Vice President Kamala Harris wants to raise the U.S. corporate income tax rate to 35%, up from the current Trump rate of 21%.
This will directly raise the cost of utility bills.
Customers bear the cost of corporate income taxes imposed on utility companies.
Electric, gas, and water companies subject to the corporate income tax have their billing rates set by the 50 state utility commissions. The commissions are required to build the cost of taxes into the utility rates.
“The Kamala Harris corporate income tax rate hike will saddle Americans with even higher utility bills,” said Grover Norquist, president of Americans for Tax Reform. “Households are getting pummeled with high inflation and now Kamala’s threatened corporate income tax rate hike would drive their costs even higher.”
When the 2017 Tax Cuts and Jobs Act cut the corporate income tax rate from 35% to 21%, utilities worked with state utility officials to pass along the tax savings to customers.
To document the relationship between the corporate tax rate and utility rates, Americans for Tax Reform undertook a 50-state review of utility commission documents and local news sources following passage of TCJA. ATR found at least 300 publicly documented examples of utilities passing tax savings along to customers.

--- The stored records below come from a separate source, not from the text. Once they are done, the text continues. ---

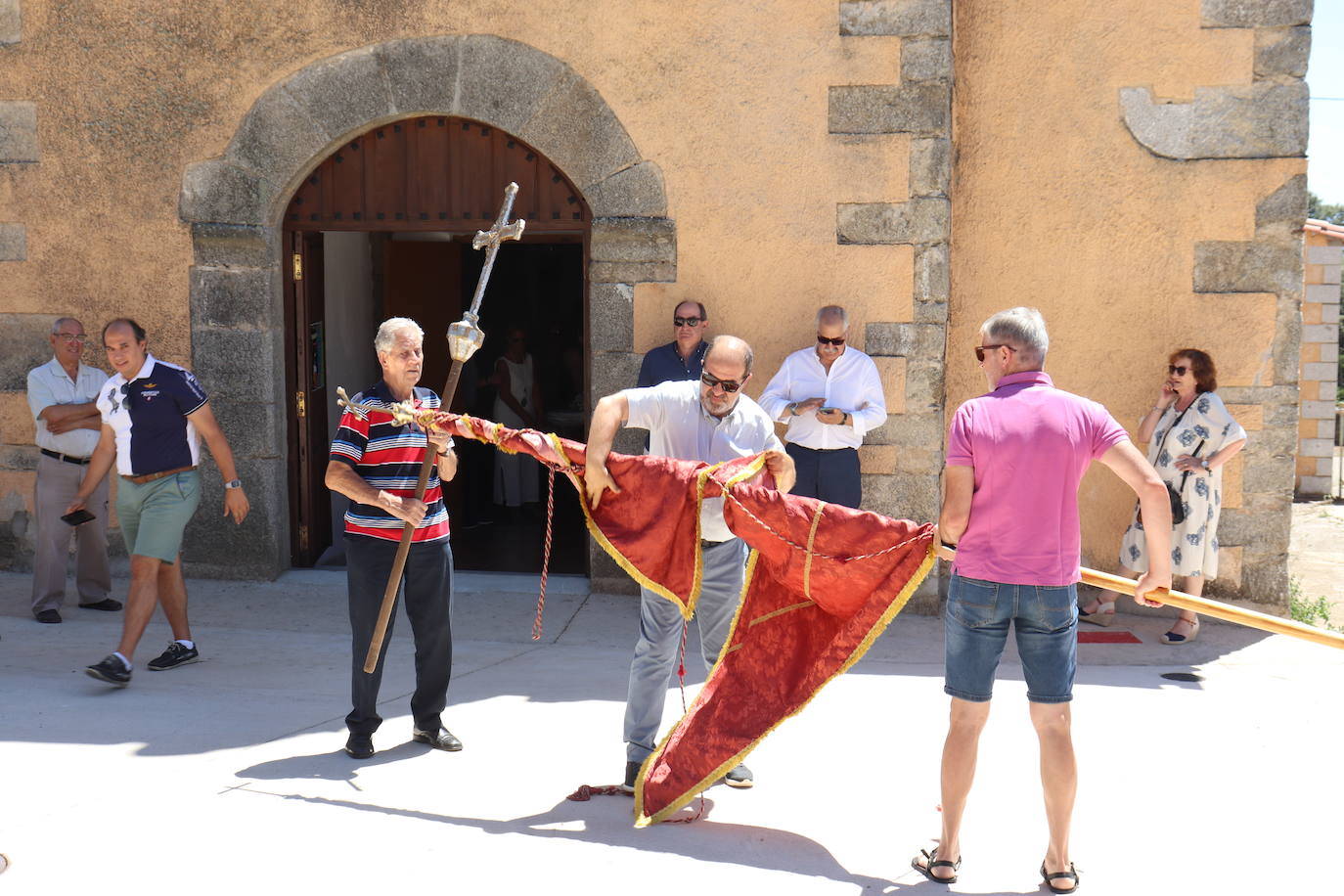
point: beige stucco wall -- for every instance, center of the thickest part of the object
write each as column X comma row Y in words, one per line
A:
column 734, row 104
column 730, row 100
column 1056, row 205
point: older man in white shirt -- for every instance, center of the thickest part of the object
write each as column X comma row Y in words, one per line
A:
column 829, row 395
column 707, row 421
column 62, row 395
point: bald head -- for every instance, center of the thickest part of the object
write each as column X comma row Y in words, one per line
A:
column 730, row 351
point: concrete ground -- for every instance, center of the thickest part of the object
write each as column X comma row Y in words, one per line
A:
column 227, row 777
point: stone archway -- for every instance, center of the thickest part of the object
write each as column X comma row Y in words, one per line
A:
column 234, row 204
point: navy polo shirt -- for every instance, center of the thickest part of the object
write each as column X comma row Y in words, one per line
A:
column 664, row 363
column 148, row 416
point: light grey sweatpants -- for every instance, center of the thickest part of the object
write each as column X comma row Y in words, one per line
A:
column 654, row 659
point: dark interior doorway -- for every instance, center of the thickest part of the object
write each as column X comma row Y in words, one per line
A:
column 383, row 229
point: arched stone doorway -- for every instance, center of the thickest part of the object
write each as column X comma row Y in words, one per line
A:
column 236, row 205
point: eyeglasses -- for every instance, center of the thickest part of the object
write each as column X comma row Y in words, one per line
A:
column 981, row 349
column 728, row 385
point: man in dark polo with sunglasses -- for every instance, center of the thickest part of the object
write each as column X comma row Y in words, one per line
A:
column 683, row 357
column 154, row 418
column 829, row 395
column 708, row 420
column 62, row 395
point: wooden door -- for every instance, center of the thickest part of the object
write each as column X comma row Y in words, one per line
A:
column 305, row 379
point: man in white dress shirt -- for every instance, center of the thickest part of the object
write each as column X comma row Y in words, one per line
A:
column 62, row 395
column 708, row 420
column 829, row 395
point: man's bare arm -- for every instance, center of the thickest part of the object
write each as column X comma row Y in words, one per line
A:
column 959, row 485
column 607, row 417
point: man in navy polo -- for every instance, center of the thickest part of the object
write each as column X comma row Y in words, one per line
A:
column 154, row 417
column 683, row 357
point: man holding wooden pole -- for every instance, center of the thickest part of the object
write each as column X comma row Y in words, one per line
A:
column 1015, row 458
column 374, row 463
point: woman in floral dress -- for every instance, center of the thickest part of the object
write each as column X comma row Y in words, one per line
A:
column 1189, row 430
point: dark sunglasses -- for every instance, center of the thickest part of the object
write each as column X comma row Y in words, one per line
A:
column 981, row 349
column 728, row 385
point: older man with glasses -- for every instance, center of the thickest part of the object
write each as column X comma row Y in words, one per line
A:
column 707, row 421
column 683, row 357
column 64, row 396
column 829, row 395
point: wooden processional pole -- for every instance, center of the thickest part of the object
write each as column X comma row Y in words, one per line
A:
column 1204, row 606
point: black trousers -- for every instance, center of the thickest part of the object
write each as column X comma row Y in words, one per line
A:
column 427, row 591
column 830, row 475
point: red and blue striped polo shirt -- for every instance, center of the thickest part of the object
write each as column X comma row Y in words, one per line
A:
column 388, row 458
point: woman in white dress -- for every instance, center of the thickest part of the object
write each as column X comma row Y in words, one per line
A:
column 517, row 405
column 1191, row 435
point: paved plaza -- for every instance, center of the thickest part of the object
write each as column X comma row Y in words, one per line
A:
column 227, row 777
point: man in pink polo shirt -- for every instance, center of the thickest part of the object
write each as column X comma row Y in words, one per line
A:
column 1015, row 458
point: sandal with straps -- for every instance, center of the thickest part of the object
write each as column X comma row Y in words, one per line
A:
column 1102, row 615
column 933, row 861
column 1060, row 874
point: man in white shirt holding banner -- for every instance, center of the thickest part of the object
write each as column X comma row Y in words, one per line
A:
column 829, row 395
column 62, row 396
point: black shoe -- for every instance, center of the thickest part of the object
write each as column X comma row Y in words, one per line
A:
column 632, row 774
column 359, row 745
column 739, row 778
column 109, row 669
column 176, row 654
column 441, row 739
column 107, row 605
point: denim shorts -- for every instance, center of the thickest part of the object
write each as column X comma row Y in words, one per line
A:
column 976, row 626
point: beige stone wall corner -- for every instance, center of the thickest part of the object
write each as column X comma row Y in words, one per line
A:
column 1322, row 251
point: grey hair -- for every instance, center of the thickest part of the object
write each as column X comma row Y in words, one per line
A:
column 388, row 330
column 1024, row 330
column 733, row 344
column 830, row 313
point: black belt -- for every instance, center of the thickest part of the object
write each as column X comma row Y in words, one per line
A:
column 67, row 458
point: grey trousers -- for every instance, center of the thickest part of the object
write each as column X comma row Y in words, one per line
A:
column 57, row 485
column 656, row 651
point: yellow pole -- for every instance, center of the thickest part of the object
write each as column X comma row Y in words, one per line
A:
column 1204, row 606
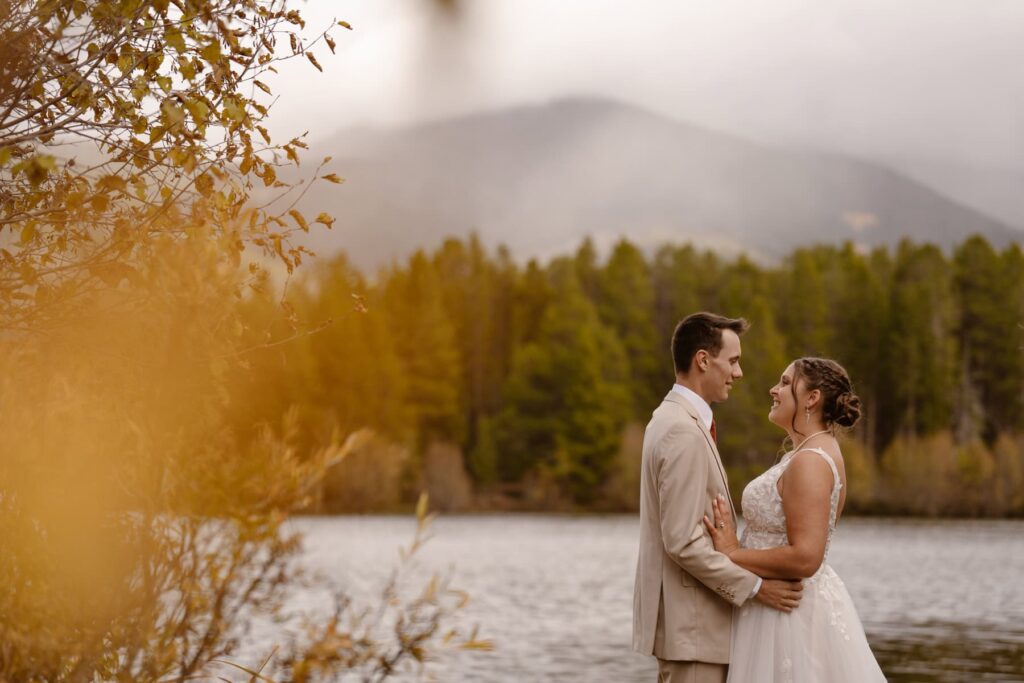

Utility bills would be even higher today without TCJA.
The TCJA utility savings came in the form of a rate reduction, a bill credit, or a reduction to an existing or planned rate increase.
ATR also compiled a 90-second nationwide utility savings video from local news reports which may be viewed here.
According to a report published in the trade publication Utility Dive, customers nationwide were to receive a $90 billion utility benefit from the Tax Cuts and Jobs Act:
Estimates derived from 2017 annual SEC 10-K filings indicate that the 14-percentage-point reduction in the corporate tax rate enacted under the 2017 Tax Cuts and Jobs Act (TCJA) resulted in investor-owned utilities establishing significant regulatory liability balances, totaling approximately $90 billion to be refunded back to customers.
Likewise, the Kamala Harris corporate tax rate increase will be paid by utility customers on their monthly bills.